I also note that Stoll doesn’t address the nonhuman community that Brian Doyle and Terry Tempest Williams and my father and I recognize: he worries for the fate of people, chiefly, and I appreciate that he wants better for a disadvantaged population which has been taken advantage of. He seems concerned as well for the rich and biologically diverse hills and mountains of a unique geographical area, but I think this concern is chiefly for what that land could offer people. I would personally rather he also cared for rivers and cougars and mushrooms for their own sake, but his is the majority perspective, that’s for sure.

While I wanted to note these issues I found with Ramp Hollow, I admire it and I learned a lot and I do recommend it as a way to put “the ordeal of Appalachia” into a larger context and understand some of what’s challenging here, and why it’s not the fault of the people here who are unfortunately characterized as lazy, backwards, or primitive. This book is well researched, with over 50 pages of notes and a thorough bibliography. I consider it a great introduction to a lengthy and complicated history, and I’m so glad I read it. Thank you, Doug, for my copy.


Rating: 7 morels.

movie: Anita (2014)

At my father’s encouragement, I spent several nights in the van watching this documentary in small pieces, as wifi connections and laptop batteries permitted. This was the right way to watch it for me, anyway, because I continue to find this difficult content. Like so many millions of women, I had a hard time seeing Dr. Christine Blasey Ford give testimony against a man who is now a Supreme Court justice, just last year. I have a hard time watching Dr. Anita Hill do the same. I have a hard time with the continuity of this story.

I’ve written about Anita’s story before, when watching Confirmation and reading Speaking Truth to Power (in two parts).
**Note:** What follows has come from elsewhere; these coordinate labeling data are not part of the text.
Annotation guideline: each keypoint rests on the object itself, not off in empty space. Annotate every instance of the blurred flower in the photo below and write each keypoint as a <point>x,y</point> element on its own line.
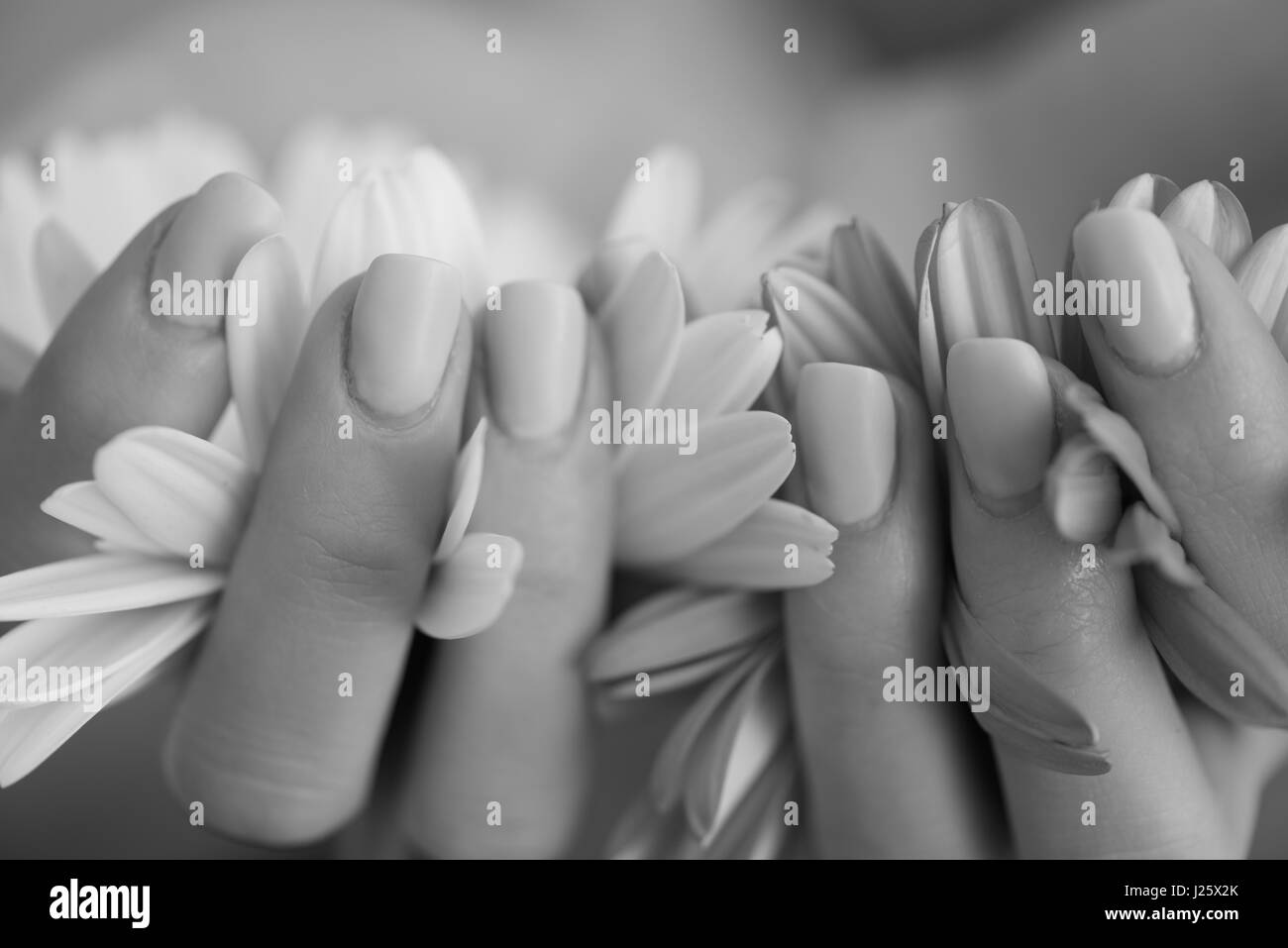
<point>167,507</point>
<point>721,260</point>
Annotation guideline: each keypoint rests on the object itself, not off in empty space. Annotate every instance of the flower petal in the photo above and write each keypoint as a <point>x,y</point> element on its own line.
<point>262,355</point>
<point>678,627</point>
<point>469,590</point>
<point>724,363</point>
<point>664,207</point>
<point>668,777</point>
<point>609,266</point>
<point>671,505</point>
<point>1082,492</point>
<point>674,679</point>
<point>863,269</point>
<point>1022,710</point>
<point>1206,642</point>
<point>643,322</point>
<point>1212,213</point>
<point>1115,434</point>
<point>756,828</point>
<point>1142,539</point>
<point>982,278</point>
<point>756,553</point>
<point>1147,192</point>
<point>101,582</point>
<point>30,736</point>
<point>110,643</point>
<point>467,480</point>
<point>1262,274</point>
<point>176,488</point>
<point>84,506</point>
<point>737,747</point>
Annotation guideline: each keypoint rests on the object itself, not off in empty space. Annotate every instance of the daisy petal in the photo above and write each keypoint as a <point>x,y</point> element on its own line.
<point>84,506</point>
<point>467,479</point>
<point>678,627</point>
<point>471,588</point>
<point>674,679</point>
<point>756,830</point>
<point>664,207</point>
<point>262,355</point>
<point>758,554</point>
<point>666,780</point>
<point>671,505</point>
<point>178,488</point>
<point>1082,492</point>
<point>30,736</point>
<point>1206,643</point>
<point>724,363</point>
<point>863,269</point>
<point>613,262</point>
<point>1147,192</point>
<point>1117,438</point>
<point>643,322</point>
<point>110,643</point>
<point>1022,710</point>
<point>734,751</point>
<point>101,582</point>
<point>1142,539</point>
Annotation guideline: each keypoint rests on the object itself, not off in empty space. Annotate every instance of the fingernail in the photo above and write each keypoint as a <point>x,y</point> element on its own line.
<point>536,356</point>
<point>1160,334</point>
<point>403,329</point>
<point>211,233</point>
<point>1004,415</point>
<point>846,425</point>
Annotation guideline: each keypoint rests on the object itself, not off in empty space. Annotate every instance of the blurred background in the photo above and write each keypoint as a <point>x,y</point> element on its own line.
<point>553,127</point>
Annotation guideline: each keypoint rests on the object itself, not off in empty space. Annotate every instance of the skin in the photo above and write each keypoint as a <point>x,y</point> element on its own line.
<point>1184,781</point>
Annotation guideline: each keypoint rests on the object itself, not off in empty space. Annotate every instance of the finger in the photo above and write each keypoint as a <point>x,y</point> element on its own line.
<point>1197,359</point>
<point>281,725</point>
<point>884,780</point>
<point>502,728</point>
<point>115,365</point>
<point>1239,762</point>
<point>1072,629</point>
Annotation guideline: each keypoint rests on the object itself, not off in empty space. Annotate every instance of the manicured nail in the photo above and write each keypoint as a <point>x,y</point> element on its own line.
<point>848,434</point>
<point>210,235</point>
<point>1160,334</point>
<point>536,356</point>
<point>1004,415</point>
<point>403,329</point>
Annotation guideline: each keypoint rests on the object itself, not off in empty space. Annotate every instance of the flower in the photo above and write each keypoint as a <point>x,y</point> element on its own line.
<point>721,777</point>
<point>166,507</point>
<point>719,261</point>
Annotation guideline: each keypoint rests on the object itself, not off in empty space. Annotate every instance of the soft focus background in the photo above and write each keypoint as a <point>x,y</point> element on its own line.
<point>554,124</point>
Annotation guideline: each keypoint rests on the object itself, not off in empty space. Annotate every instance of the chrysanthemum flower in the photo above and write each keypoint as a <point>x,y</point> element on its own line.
<point>167,507</point>
<point>722,776</point>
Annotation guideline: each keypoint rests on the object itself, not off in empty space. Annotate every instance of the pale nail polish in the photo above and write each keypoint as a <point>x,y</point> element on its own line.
<point>403,327</point>
<point>848,432</point>
<point>536,356</point>
<point>1162,334</point>
<point>1004,415</point>
<point>210,235</point>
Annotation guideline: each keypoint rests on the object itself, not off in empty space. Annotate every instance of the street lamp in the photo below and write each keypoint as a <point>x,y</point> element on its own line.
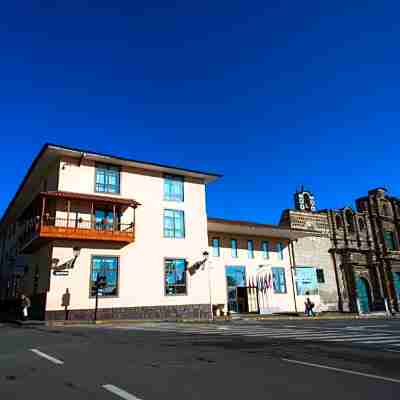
<point>207,263</point>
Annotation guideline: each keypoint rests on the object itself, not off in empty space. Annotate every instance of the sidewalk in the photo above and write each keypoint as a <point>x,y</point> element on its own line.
<point>243,317</point>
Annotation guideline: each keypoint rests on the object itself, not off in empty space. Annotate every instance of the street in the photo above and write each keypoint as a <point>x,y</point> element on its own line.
<point>150,361</point>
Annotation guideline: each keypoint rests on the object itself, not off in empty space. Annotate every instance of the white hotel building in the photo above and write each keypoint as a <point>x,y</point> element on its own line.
<point>79,214</point>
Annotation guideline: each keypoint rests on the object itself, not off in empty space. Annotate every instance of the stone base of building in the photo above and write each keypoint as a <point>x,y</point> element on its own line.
<point>190,311</point>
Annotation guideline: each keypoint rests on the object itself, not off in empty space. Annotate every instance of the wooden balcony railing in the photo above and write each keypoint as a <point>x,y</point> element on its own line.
<point>50,228</point>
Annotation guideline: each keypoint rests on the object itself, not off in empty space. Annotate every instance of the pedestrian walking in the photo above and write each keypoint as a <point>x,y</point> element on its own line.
<point>25,304</point>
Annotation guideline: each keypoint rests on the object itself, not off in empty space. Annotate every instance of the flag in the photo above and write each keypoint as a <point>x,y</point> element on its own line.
<point>266,282</point>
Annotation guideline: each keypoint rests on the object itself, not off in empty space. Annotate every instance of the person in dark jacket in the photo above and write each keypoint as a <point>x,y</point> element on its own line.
<point>25,304</point>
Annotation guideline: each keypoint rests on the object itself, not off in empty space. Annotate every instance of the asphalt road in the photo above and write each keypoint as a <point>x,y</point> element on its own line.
<point>200,361</point>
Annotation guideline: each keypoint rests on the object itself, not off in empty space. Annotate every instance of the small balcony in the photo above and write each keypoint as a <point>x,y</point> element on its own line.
<point>77,217</point>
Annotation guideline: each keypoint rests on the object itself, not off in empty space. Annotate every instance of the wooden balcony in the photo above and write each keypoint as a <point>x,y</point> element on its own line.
<point>40,230</point>
<point>81,230</point>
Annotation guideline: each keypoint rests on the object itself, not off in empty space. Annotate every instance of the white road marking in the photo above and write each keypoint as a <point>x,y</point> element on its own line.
<point>388,339</point>
<point>47,357</point>
<point>119,392</point>
<point>357,338</point>
<point>346,371</point>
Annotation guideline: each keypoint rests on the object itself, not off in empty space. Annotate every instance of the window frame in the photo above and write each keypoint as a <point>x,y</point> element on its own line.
<point>279,250</point>
<point>234,249</point>
<point>393,239</point>
<point>320,272</point>
<point>168,259</point>
<point>182,213</point>
<point>284,279</point>
<point>109,167</point>
<point>218,248</point>
<point>92,257</point>
<point>174,178</point>
<point>265,251</point>
<point>250,248</point>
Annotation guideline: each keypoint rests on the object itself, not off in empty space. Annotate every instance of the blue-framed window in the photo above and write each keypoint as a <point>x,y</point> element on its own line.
<point>306,281</point>
<point>107,179</point>
<point>215,247</point>
<point>279,250</point>
<point>175,277</point>
<point>174,224</point>
<point>279,281</point>
<point>173,188</point>
<point>105,266</point>
<point>265,249</point>
<point>234,248</point>
<point>250,249</point>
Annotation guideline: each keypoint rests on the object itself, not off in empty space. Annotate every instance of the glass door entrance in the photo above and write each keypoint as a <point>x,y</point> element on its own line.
<point>236,286</point>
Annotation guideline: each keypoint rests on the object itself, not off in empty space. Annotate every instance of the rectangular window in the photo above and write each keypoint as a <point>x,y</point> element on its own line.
<point>279,281</point>
<point>174,224</point>
<point>320,275</point>
<point>265,249</point>
<point>105,266</point>
<point>107,179</point>
<point>250,249</point>
<point>175,277</point>
<point>390,240</point>
<point>173,188</point>
<point>215,246</point>
<point>279,250</point>
<point>306,281</point>
<point>234,248</point>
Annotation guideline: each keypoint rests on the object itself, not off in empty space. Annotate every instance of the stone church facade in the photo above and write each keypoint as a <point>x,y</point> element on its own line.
<point>357,248</point>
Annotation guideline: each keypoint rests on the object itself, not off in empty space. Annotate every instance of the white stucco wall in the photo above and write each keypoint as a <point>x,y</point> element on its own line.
<point>276,302</point>
<point>141,270</point>
<point>313,251</point>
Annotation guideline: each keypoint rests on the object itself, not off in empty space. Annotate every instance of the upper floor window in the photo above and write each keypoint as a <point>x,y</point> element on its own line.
<point>350,221</point>
<point>250,249</point>
<point>279,249</point>
<point>279,281</point>
<point>173,188</point>
<point>390,240</point>
<point>107,179</point>
<point>105,266</point>
<point>174,224</point>
<point>234,248</point>
<point>265,249</point>
<point>175,277</point>
<point>215,247</point>
<point>320,275</point>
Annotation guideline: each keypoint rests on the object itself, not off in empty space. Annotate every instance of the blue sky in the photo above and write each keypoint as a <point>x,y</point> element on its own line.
<point>270,94</point>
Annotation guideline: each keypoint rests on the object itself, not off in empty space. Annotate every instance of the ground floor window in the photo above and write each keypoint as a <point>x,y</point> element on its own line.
<point>175,277</point>
<point>279,281</point>
<point>105,266</point>
<point>306,281</point>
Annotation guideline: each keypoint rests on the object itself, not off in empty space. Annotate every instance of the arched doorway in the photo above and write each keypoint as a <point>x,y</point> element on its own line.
<point>363,294</point>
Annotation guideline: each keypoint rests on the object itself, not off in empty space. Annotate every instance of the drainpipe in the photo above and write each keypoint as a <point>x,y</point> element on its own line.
<point>292,266</point>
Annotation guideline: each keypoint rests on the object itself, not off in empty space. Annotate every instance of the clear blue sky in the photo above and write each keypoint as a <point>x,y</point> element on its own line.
<point>272,94</point>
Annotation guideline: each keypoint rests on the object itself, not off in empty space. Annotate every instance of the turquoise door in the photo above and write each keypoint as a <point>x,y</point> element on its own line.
<point>396,281</point>
<point>363,294</point>
<point>235,277</point>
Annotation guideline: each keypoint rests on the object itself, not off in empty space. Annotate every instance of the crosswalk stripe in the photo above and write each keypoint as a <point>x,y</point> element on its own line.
<point>389,339</point>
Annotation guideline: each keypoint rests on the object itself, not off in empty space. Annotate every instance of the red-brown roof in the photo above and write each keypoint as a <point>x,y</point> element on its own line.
<point>91,197</point>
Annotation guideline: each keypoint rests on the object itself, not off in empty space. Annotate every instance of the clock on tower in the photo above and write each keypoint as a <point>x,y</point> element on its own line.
<point>304,200</point>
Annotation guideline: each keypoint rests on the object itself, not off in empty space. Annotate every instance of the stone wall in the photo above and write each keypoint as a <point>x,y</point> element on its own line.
<point>190,311</point>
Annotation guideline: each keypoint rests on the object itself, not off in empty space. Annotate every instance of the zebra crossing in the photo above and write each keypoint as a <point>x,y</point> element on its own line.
<point>359,336</point>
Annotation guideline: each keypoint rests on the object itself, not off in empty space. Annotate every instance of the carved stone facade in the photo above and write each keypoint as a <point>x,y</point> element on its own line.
<point>364,249</point>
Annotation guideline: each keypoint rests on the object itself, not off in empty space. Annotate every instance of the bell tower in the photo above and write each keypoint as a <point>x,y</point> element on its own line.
<point>304,200</point>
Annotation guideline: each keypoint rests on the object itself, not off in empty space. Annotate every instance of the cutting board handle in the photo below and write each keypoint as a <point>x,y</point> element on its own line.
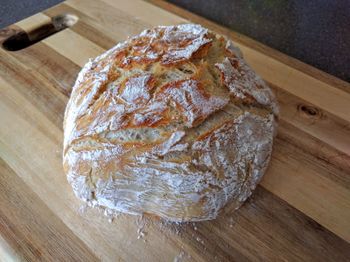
<point>23,39</point>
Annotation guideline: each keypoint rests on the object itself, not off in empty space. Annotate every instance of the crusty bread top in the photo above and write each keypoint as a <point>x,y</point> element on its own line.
<point>160,96</point>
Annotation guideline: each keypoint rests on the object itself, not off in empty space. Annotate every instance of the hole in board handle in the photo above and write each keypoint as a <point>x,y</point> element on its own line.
<point>24,39</point>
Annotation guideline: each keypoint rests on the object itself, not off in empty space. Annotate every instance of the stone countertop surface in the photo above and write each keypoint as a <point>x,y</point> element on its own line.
<point>316,32</point>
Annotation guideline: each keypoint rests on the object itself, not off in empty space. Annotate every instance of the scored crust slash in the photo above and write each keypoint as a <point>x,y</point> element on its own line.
<point>171,122</point>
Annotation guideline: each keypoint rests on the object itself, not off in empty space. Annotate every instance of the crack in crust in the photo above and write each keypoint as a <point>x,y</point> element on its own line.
<point>171,122</point>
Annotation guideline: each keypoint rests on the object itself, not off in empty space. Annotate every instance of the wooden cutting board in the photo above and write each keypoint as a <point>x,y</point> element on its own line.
<point>301,210</point>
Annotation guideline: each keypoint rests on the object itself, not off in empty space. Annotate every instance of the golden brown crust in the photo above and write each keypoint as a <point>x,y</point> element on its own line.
<point>170,122</point>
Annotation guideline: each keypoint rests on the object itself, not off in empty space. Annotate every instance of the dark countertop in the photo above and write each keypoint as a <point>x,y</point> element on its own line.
<point>316,32</point>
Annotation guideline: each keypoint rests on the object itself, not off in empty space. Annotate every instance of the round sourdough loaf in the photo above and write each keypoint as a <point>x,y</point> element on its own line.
<point>171,122</point>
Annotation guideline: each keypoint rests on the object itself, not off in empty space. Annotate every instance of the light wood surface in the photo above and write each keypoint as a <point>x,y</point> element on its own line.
<point>301,211</point>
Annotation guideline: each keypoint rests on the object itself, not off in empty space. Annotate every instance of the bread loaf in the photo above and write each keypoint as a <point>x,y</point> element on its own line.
<point>171,122</point>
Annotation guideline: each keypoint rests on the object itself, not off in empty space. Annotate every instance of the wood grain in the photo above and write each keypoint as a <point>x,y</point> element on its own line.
<point>301,211</point>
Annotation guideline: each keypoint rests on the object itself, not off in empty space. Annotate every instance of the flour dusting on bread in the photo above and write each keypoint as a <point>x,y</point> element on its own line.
<point>171,122</point>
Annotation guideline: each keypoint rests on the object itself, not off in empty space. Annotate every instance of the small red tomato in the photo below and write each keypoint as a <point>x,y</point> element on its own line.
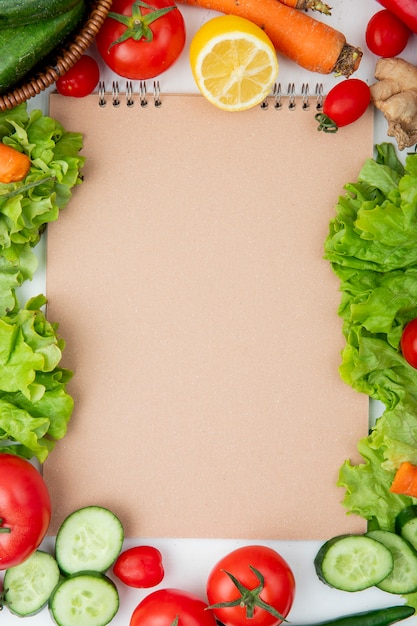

Looking back at those reviews, I guess I’m feeling the way I did with that first of two book reviews: discouraged, traumatized. Of course, looking back at the email in which my father recommended I watch this, I see he saw this coming: “You could skip roughly the first half of the 77-minute film – it recounts the hearings with too many excerpts for us who have seen too much of it already.” Strangely, I guess that’s me, even though I didn’t watch the hearings in 1991.

For my father, the point of the film was was redemptive. (He saw it at a local documentary festival event.)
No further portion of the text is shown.